Challenge 3: Class Imbalance
- Problem: Initial concern about uneven Left/Center/Right distribution affecting model performance.
- Solution: Analysis revealed nearly balanced distribution (34.4% / 31.4% / 34.2%). Excluded Center articles for clearer binary classification, resulting in 69.7% accuracy.
Technologies Used
- Data Collection: NewsAPI, Trafilatura, Requests, BeautifulSoup
- Data Processing: Pandas, NumPy, Regex
- Machine Learning: PyTorch, Transformers (HuggingFace), Scikit-learn
- NLP: RoBERTa-base (pretrained on 160GB text corpus)
- Visualization: Matplotlib, Seaborn
- Development: Google Colab (GPU), Python 3.10+
Key Learnings
- Data Engineering: Learned the critical importance of data pipeline design - 80% of ML project time is data preparation, not modeling
- ETL Best Practices: Gained hands-on experience with schema design, data lineage tracking, and quality validation at scale
- Transfer Learning: Discovered how pretrained transformers (RoBERTa) dramatically improve NLP performance with limited training data
- Production Thinking: Importance of reproducible pipelines, documentation, and automated validation for deployment-ready systems
Performance Metrics
Overall Results
- Accuracy: 69.7% (baseline: 50%)
- Dataset Size: 24,505 articles
- Data Quality: 99.5% validation pass rate
- Processing Speed: 24K+ articles processed in <2 hours
Topic-Specific Performance
| Topic | Accuracy | Sample Size |
|---|---|---|
| Coronavirus | 73.8% | 1,242 articles |
| Politics | 67.0% | 2,232 articles |
| World | 65.8% | 1,161 articles |
| Economy & Jobs | 65.3% | 1,386 articles |
| Elections | 63.3% | 1,845 articles |
Future Enhancements
- Three-Class Classification: Include Center articles for more nuanced bias detection
- Attention Visualization: Add interpretability features to show which words/phrases indicate bias
- Real-Time API: Deploy model as REST API for live article classification
- Browser Extension: Create Chrome extension for instant bias detection while reading news
- Temporal Analysis: Track how news sources’ bias evolves over time
Project Structure
news-article-bias-classifier/
├── notebooks/ # Sequential workflow (7 notebooks)
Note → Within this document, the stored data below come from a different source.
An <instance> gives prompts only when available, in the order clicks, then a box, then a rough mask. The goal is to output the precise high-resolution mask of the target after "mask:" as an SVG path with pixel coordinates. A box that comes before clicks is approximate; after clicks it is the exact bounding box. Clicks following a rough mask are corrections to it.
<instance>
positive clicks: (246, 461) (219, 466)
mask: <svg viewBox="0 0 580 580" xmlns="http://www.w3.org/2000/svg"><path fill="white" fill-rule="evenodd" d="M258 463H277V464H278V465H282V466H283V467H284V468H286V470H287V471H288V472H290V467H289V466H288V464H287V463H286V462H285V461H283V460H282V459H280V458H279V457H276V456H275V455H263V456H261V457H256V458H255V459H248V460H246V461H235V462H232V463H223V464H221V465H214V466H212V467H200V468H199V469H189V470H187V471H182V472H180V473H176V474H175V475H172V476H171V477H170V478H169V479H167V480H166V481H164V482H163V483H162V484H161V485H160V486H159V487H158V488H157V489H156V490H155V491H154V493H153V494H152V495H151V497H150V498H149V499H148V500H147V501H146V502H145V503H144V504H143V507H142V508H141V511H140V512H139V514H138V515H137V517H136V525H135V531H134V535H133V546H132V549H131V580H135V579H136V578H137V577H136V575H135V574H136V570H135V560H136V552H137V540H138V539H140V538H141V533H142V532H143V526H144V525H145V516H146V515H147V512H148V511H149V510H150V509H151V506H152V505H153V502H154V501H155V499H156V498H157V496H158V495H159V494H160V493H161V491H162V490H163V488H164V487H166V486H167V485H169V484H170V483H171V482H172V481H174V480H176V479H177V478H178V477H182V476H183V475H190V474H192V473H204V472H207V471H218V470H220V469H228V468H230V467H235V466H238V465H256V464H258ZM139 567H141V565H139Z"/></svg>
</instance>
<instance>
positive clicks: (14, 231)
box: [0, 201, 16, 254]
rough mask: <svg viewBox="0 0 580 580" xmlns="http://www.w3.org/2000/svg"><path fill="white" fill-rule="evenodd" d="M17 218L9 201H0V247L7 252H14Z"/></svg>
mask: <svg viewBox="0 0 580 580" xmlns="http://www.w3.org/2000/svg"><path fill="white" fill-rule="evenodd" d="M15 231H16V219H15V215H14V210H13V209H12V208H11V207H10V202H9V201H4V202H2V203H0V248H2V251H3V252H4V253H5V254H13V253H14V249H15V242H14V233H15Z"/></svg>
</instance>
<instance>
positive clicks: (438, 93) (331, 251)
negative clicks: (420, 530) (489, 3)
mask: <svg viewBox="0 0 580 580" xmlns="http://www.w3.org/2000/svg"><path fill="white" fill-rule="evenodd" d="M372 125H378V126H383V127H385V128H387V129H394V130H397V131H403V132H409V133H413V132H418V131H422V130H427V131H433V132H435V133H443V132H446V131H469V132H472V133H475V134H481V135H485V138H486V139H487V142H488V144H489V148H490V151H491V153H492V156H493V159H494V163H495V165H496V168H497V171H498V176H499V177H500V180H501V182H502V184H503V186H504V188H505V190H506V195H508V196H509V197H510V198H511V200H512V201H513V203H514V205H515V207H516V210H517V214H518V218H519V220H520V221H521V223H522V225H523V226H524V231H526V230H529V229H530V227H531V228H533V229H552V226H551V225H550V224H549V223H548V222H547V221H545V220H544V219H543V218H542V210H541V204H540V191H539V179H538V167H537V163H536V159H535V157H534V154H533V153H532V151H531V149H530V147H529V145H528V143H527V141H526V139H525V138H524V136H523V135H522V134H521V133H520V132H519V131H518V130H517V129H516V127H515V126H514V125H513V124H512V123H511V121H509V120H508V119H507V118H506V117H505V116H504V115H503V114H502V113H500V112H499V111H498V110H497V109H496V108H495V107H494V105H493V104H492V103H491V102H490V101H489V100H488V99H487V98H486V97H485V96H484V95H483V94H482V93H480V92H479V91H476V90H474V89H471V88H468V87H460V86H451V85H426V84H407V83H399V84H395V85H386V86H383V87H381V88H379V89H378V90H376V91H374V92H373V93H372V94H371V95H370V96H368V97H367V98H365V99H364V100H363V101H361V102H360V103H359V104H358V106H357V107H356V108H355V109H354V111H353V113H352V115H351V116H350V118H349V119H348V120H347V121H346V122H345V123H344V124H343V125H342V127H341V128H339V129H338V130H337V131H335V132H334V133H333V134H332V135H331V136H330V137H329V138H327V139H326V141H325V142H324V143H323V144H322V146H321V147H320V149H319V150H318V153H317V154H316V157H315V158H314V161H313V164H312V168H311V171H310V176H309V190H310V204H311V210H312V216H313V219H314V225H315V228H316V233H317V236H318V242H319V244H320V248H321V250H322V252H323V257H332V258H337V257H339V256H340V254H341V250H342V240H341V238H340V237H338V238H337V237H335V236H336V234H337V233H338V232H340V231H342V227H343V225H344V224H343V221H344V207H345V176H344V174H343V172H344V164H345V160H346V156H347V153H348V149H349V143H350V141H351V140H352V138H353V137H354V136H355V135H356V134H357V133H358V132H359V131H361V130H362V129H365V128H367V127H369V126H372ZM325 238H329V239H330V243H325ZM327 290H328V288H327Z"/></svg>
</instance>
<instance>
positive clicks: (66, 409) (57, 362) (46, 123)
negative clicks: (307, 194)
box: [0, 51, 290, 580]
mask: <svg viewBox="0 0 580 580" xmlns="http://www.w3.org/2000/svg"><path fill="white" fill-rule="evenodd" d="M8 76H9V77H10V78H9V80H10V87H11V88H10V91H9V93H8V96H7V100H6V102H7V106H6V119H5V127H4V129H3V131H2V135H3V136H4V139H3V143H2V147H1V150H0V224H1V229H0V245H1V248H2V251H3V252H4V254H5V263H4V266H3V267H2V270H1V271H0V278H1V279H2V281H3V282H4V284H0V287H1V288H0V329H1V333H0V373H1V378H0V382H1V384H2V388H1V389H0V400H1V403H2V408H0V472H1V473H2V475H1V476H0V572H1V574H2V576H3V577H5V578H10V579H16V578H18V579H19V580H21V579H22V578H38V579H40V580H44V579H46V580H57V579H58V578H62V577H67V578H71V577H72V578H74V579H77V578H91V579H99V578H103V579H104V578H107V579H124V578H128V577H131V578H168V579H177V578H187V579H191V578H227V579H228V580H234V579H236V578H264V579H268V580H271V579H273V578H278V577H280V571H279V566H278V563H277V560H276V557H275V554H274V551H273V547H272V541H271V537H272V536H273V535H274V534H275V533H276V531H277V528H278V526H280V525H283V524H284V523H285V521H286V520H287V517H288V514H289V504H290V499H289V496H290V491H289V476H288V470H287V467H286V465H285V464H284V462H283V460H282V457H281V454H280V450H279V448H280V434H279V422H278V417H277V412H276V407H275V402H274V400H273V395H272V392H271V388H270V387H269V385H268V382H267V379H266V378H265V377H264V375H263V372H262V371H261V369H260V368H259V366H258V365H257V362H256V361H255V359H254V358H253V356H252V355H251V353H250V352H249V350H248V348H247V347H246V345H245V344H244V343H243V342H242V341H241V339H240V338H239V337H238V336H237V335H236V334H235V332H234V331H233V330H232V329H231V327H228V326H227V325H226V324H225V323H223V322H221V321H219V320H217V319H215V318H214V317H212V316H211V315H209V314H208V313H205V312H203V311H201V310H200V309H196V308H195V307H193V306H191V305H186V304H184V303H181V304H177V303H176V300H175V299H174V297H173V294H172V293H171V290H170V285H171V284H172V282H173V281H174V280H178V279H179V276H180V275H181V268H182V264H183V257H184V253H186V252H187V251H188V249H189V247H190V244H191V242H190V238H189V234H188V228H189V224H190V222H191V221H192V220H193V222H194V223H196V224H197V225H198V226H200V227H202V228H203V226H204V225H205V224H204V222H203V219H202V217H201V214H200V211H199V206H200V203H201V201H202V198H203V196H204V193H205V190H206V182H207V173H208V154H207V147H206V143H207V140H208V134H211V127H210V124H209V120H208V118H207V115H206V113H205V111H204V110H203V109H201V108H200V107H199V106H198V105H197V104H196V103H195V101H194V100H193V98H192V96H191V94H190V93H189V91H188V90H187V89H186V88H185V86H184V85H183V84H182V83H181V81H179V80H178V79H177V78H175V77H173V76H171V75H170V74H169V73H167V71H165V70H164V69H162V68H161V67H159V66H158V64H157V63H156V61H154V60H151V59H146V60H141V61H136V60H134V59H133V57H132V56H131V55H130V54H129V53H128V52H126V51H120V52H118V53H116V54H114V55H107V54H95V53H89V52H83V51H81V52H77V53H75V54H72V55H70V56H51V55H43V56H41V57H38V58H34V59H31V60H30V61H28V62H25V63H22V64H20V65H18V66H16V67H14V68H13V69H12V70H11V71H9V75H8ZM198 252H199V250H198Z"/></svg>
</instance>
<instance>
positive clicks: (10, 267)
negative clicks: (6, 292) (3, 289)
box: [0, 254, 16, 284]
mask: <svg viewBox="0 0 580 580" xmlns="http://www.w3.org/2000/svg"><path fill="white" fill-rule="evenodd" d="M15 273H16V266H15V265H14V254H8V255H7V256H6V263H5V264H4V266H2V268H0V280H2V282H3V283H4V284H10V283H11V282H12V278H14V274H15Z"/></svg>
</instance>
│ ├── 01_data_exploration.ipynb
│ ├── 02_web_scraping.ipynb
│ ├── 03_data_cleaning.ipynb
│ ├── 04_data_transformation.ipynb
│ ├── 05_feature_extraction.ipynb
│ ├── 06_model_experiments.ipynb
│ └── 07_final_model.ipynb
├── data/
│ ├── raw/ # Original Kaggle dataset
│ └── processed/ # Cleaned, transformed data
├── results/
│ ├── plots/ # Accuracy curves, confusion matrices
│ └── metrics/ # Performance logs
├── README.md # Full technical documentation
└── requirements.txt # Python dependenciesTry It Out
- GitHub Repository: github.com/jurinho17-sv/news-article-bias-classifier
- Dataset Source: Kaggle: News Dataset for News Bias Analysis
- GitHub Documentation: README
Visual Results
Data Pipeline Flow
flowchart LR
A[Raw Data<br/>8,478 rows] --> B[Web Scraping]
B --> C[Text Cleaning]
C --> D[ETL Transform<br/>24,505 articles]
D --> E[RoBERTa Embeddings<br/>768-dim]
E --> F[Neural Network]
F --> G[69.7% Accuracy]Model Performance
- Training Curve: Converged at epoch 8 with early stopping
- Confusion Matrix: Balanced predictions across Left/Right classes
- Topic Analysis: Coronavirus articles showed clearest bias signals
- Course: DATA 198 (Fall 2025) - Data Science Society @ UC Berkeley
- Team Size: 5 members (Data Pipeline & Preprocessing Lead)
- Duration: 3 months (Sep - Dec 2025)
Wrapping up
It’s been a tough semester, but we made it through!
Huge thanks to Alex and Sameer, who were leading mentors throughout this project. We couldn’t have wrapped this up without them.
And another big thanks to my fantastic teammates – Edan, Mike, Avni, and Sriya. I learned so much from y’all.
I’ll be back with a new one 😁
Merry Christmas 🎄 :)
Dec 10, 2025 at 1 : 43 AM in my dorm.